I’ve met dozens of people who claim to work at Flat Organizations. Sometimes they’ll say “flat plus one” or “flatish”. I’ve met even more people who work at hierarchical companies but _really_ want to make sure I know that they’re “pretty flat”. I love working at my current job, a place that’s flat plus one, except when it’s completely flat. I’m unsure, though, as to why we all care so much.

I’m not saying “it doesn’t matter”. I’m genuinely asking – what about Flat Orgs appeals to us? What makes them such a good idea? Why do people who AREN’T in flat orgs want us to believe they are? Is it mostly just fashion? Are autonomous teams the real key? Does it matter if that team is accountable to a manager or to a product owner or to a board? I want to know what we’re accomplishing with our grand experiment in flatness. I want to know what parts are functional and what are window dressing.

My title is usually something akin to “operations guy”. I answer phones, I specialize in our specific software, and I get customers to Buy In on an emotional level. I value the flat org because, frankly, it makes my job interesting. It helps me be _good_ at what I’m supposed to be doing. My CEO spent three hours this morning being bounced around tech support at Quickbooks – they’ve got a tiered and siloed support structure, so everyone was passing the buck. That’s crazy. That’s a bunch of support people—nominally (and fashionably) “customer advocates” – who are more concerned with cranking through calls and saying “not my problem” than diagnosing an issue to get a better result.

At Fisdap, we have the benefit of not having the volume of calls QB does, so that may be part of it, but our support personnel are expected to solve the issues they’re faced with. We’re empowered to vie for developer time, to present use-case information to UX, and to make business decisions on the fly. We’re not the lowest rung on the totem pole – we’re not warm bodies. We are there to do what we have to in order to help fix stuff.

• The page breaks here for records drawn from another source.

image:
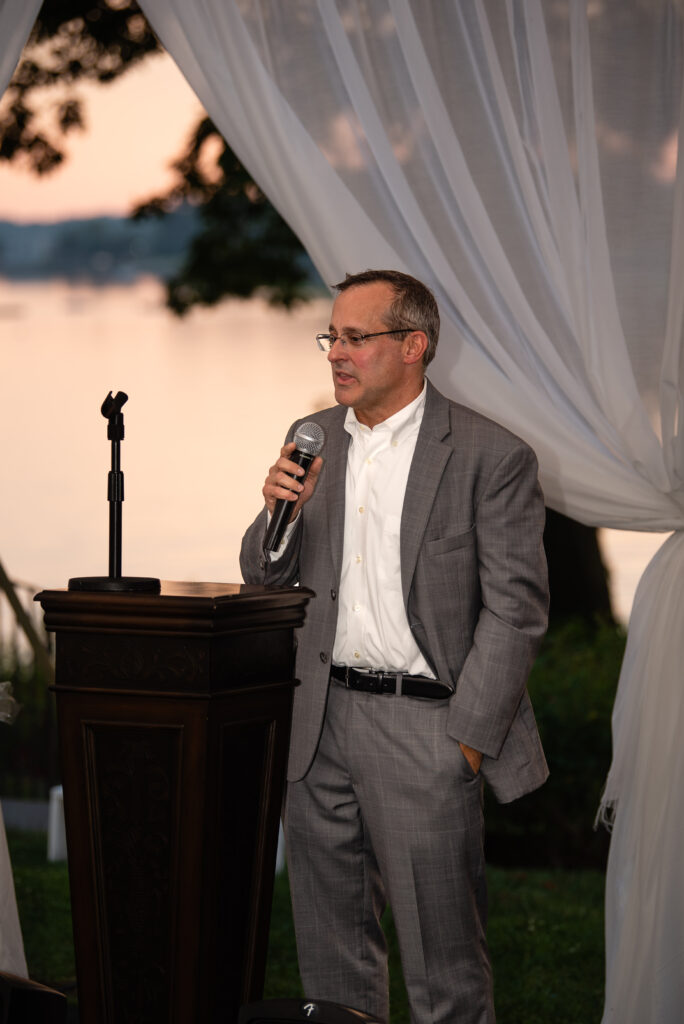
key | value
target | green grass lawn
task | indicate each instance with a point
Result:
(546, 934)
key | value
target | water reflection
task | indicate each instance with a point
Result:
(210, 398)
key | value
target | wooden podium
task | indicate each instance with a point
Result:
(173, 715)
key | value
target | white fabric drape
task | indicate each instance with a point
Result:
(519, 157)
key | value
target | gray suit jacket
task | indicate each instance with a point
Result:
(473, 576)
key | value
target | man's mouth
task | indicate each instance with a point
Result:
(342, 378)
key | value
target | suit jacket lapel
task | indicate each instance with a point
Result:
(427, 467)
(335, 455)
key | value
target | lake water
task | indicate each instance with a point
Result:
(210, 398)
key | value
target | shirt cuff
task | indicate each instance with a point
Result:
(289, 529)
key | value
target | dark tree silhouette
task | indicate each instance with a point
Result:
(243, 245)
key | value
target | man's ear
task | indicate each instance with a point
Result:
(414, 346)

Do we need to be flat to do that? No. We could have stricter rules about exactly what is allowed – a discretionary budget we can use to solve problems, like some hotels do, or a number of hours of developer time. Knowing that I’m responsible for making the _right_ call, instead of just a _permitted_ call, though, means I’m less likely to over-promise. I need to excel, not just avoid screwing up. If I’m not doing well, I’m letting down the whole company.

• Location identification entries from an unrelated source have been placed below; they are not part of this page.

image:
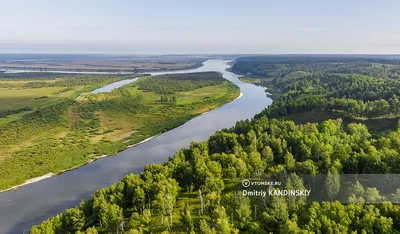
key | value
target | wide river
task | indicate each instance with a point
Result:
(33, 203)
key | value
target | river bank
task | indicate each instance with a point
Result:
(31, 204)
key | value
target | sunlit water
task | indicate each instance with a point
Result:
(33, 203)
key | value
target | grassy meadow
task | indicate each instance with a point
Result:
(50, 127)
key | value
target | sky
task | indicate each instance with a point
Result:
(200, 26)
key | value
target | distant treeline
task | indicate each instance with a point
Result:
(276, 66)
(171, 83)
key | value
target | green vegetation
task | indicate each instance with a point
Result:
(253, 80)
(355, 89)
(195, 191)
(60, 131)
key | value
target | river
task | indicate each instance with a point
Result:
(33, 203)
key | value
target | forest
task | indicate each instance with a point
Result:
(198, 190)
(61, 125)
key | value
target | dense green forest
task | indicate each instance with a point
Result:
(169, 84)
(199, 189)
(65, 129)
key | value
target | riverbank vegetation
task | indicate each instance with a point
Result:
(199, 189)
(58, 130)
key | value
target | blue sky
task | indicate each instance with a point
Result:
(200, 26)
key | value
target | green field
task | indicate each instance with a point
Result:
(63, 131)
(253, 80)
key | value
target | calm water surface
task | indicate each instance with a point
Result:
(31, 204)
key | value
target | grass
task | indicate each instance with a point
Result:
(253, 80)
(88, 127)
(378, 127)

As a guy who started in a position that is usually expendable and replaceable, I definitely feel more valued in a flat organization. I’m not worried about stepping on toes or becoming a manager – being good at my job makes me valuable to development teams and our HR process. My daily tasks are more interesting and more visible to everyone. I feel like a huge part of my company.

What does that feel like for developers, though? Engineering and design – frankly, anyone who has ‘deliverables’—what is a flat organization bringing you? Is it empowering? Is it frustrating? Do you have more ownership or just less guidance? I know the answers are going to be “a little of all of those,” but I want to know details. Why are we flat, or why do we strive to flatness?